And yet, in the light of the recent tragedies, it seems that there’s something potentially offensive about trying to start a gun club at a liberal school–even though there’s nothing intrinsically illiberal about guns. It would maybe be like converting to Islam and opening up a new mosque in your neighborhood directly after 9/11. But there’s something also potentially offensive about the analogy that I just made, isn’t there?
One might claim that it is bigoted to be suspicious or blameful of Muslims as a group, when only a very small handful of Muslims were involved in the terrorist attack. You can’t condemn a whole religion/culture just because of the actions of a few individuals, one might say. Most Muslims do not become terrorists. Therefore, Muslims should be tolerated.
However, if one believes this line of reasoning, it seems that one ought to also be tolerant of people who want to have guns. Most gun-owners do not end up shooting people, so as tolerant liberals, shouldn’t we tolerate this interest? While the point is taken that gun ownership makes homicides more likely, the counter-analogy must also be accepted that most terrorists in recent history have been Muslim. How can we consistently hold a position of tolerance if we accept Islam as a religion, while condemning guns as a culture? Wouldn’t we want to say in both cases that the people who commit the crimes are freak outliers? Could it be the case that our fears of gun violence are mainly being driven by the same kind of sensationalism that makes people suspicious of Arabs on airplanes?

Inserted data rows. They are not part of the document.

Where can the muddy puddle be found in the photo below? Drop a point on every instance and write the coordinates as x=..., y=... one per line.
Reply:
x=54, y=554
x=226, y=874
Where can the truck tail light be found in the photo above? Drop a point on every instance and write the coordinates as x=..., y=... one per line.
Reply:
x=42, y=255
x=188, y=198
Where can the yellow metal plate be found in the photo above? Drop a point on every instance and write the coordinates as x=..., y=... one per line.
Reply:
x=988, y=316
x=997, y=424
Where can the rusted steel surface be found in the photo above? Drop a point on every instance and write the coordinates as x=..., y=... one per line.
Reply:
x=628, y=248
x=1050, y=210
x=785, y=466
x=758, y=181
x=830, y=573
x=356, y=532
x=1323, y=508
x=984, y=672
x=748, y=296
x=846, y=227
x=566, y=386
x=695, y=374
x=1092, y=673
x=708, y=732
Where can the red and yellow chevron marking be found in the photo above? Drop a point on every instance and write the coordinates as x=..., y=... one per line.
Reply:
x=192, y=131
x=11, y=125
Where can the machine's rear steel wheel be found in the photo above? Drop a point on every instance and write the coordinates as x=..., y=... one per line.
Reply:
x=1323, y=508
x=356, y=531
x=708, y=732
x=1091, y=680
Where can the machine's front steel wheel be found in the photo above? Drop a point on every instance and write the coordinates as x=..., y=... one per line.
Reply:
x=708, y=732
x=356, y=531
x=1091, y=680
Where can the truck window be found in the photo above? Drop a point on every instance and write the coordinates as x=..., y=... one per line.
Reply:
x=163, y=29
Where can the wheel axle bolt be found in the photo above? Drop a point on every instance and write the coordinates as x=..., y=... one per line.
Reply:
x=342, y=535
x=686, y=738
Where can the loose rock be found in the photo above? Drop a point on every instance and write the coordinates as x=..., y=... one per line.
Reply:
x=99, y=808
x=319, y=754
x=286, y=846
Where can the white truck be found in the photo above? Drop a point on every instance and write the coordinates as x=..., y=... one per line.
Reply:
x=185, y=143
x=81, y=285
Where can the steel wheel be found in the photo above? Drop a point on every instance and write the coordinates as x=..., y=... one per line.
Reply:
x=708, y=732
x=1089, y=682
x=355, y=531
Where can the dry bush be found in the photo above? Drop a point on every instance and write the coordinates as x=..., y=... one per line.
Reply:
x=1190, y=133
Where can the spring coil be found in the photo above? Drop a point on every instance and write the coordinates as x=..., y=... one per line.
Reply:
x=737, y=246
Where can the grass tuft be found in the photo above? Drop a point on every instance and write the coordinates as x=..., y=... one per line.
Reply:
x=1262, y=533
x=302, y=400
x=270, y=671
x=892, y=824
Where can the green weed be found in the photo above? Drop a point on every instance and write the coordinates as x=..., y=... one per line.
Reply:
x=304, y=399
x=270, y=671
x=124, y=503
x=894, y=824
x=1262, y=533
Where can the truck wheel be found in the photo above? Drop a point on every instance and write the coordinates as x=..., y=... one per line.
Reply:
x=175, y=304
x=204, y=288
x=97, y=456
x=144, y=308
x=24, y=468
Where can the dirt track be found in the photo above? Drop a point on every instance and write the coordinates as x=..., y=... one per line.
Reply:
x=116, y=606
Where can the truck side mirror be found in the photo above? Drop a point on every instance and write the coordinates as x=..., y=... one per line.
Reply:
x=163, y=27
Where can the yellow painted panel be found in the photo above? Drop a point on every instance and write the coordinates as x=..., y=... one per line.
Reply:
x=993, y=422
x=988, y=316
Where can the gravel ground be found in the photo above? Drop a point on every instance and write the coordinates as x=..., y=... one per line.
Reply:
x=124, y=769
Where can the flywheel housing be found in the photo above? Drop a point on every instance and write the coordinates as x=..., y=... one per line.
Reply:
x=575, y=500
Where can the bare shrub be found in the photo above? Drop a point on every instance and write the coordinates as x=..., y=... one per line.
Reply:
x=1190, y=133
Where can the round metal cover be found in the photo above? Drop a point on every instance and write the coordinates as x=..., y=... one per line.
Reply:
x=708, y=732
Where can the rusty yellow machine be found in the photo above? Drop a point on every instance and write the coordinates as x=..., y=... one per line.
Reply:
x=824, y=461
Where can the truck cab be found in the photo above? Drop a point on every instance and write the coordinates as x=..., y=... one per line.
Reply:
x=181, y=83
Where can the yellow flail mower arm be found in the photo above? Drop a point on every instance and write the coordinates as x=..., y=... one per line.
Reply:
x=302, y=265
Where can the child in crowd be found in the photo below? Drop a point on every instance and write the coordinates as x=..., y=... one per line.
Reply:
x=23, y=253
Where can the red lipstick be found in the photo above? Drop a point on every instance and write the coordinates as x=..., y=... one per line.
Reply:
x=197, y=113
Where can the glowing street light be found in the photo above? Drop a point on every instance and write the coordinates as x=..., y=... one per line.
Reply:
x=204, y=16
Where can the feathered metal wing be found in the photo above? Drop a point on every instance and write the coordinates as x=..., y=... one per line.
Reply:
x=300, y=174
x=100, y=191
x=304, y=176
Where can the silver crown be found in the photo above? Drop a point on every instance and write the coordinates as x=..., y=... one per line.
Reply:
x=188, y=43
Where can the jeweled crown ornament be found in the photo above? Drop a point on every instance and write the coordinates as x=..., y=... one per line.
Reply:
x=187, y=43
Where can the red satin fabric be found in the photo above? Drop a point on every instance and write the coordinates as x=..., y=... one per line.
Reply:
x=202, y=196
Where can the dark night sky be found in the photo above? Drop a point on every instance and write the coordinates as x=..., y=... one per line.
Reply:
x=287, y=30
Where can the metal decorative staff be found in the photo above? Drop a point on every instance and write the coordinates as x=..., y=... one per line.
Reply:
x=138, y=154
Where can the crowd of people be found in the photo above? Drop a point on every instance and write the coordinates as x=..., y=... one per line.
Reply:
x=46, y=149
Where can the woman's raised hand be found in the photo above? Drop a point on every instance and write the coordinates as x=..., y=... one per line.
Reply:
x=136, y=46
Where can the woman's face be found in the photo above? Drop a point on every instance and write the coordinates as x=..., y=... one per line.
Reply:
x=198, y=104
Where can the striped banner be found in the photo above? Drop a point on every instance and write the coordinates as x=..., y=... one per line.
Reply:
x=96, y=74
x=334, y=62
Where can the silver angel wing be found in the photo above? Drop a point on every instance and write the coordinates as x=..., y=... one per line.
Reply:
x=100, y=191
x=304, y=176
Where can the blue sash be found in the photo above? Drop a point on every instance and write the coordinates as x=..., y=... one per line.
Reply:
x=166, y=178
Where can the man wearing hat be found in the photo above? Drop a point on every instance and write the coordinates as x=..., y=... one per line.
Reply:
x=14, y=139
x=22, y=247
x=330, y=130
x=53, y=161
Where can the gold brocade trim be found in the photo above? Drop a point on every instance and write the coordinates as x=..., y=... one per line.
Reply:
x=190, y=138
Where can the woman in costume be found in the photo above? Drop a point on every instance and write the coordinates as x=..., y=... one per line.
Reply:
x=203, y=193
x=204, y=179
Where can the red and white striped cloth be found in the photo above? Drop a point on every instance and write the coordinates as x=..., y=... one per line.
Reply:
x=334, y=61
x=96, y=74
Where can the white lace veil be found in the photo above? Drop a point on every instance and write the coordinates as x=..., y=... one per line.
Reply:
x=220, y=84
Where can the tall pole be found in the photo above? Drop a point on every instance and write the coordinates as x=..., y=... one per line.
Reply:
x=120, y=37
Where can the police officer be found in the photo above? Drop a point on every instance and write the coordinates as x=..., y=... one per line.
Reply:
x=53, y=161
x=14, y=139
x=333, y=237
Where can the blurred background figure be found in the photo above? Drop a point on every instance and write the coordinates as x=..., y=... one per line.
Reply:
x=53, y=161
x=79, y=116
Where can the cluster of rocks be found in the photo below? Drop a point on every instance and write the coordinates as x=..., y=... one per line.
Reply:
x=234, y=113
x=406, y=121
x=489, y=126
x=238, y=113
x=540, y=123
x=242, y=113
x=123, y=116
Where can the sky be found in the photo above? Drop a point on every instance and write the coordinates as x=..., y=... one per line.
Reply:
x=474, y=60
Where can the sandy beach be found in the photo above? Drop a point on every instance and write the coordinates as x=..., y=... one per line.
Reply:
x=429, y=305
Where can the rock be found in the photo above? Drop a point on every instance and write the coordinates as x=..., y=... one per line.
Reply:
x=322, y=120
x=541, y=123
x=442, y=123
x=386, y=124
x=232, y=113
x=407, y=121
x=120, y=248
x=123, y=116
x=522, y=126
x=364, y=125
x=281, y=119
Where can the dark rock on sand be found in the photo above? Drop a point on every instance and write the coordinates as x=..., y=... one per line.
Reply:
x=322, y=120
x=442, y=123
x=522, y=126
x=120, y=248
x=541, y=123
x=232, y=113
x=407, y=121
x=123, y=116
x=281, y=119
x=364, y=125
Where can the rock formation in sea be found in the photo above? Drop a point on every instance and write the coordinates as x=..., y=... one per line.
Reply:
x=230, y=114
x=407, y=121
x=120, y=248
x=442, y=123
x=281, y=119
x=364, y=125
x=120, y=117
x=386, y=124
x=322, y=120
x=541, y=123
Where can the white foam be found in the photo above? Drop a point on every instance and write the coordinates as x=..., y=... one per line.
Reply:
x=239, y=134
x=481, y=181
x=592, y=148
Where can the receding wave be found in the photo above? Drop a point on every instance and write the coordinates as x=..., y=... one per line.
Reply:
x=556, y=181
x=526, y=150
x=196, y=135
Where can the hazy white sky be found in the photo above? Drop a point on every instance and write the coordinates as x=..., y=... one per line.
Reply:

I’ve talked to my friend, and we’ve agreed to continue trying to start gun club, if we can do so in a way that doesn’t offend the sensibilities of our school too much. The recent events have clearly disturbed the nation, and I believe that this is an important conversation to continue having for several reasons. It will help us to clarify what kind of conceptions of liberalism we’re willing to defend. And it will cause us to continue to search for the reasons why these killings have been occurring to begin with.